I have an array of objects with some bool and int properties:
let employees = [
{ isSkilled: false, isLeader: false, departmentHeadType: 0 },
{ isSkilled: true, isLeader: false, departmentHeadType: 1 },
{ isSkilled: true, isLeader: true, departmentHeadType: 2 }
]
And there is a select where user can check options (in any combinations) by which employees will be filtered:
So after selection I have a filter something like that:
//if user selected "Skilled", "Leaders" and "Heads of departments"
var filter1 = { isSkilled: true, isLeader: true, departmentHeadType: 2 };
//if user selected "Skilled", "Newbie" (so I simply omit isSkilled property in filter
//as both variants are ok), "Leaders", "Heads of departments" and "Deputy heads of departments"
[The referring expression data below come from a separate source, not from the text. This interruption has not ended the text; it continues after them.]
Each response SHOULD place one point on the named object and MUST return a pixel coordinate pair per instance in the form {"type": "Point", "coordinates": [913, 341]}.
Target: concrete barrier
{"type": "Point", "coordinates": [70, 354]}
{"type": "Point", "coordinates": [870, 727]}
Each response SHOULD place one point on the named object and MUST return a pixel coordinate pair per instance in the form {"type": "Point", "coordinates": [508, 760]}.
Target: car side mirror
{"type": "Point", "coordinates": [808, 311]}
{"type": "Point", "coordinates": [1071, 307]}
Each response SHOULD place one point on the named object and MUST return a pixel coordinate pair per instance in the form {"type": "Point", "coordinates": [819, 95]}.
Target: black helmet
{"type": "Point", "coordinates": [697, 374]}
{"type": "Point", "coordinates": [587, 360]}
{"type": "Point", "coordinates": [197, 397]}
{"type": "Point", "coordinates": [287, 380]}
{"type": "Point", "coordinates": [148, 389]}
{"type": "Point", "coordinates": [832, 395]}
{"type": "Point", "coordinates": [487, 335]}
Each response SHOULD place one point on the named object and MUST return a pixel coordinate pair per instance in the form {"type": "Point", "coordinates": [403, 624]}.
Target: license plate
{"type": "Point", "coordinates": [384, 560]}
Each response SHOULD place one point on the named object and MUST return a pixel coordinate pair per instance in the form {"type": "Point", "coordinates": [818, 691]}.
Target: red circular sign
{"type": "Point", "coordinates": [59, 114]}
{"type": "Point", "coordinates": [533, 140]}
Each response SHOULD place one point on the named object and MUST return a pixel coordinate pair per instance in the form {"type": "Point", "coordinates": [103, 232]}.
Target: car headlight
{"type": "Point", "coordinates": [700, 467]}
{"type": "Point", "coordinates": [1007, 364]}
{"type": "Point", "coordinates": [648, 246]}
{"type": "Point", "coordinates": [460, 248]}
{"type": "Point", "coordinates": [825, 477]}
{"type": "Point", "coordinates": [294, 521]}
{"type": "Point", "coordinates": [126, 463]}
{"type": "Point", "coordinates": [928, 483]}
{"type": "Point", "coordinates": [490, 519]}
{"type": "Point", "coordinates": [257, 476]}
var filter2 = { isLeader: true, departmentHeadType: [1, 2] };
For filter1 I can use the following code:
const filtered = employees.filter(object => JSON.stringify(filter1) == JSON.stringify(object));
But JSON.stringify works only if compared objects have the same properties in the same order. And it will not work for filter2 where isSkilled is omitted and departmentHeadType is array. For filter2 the only idea I have is several ifs and specific properties filtering in each case (that approach is ugly and and not scalable as employee properties grow and thus filter options increase).
Is there a better and more generic aproach for this?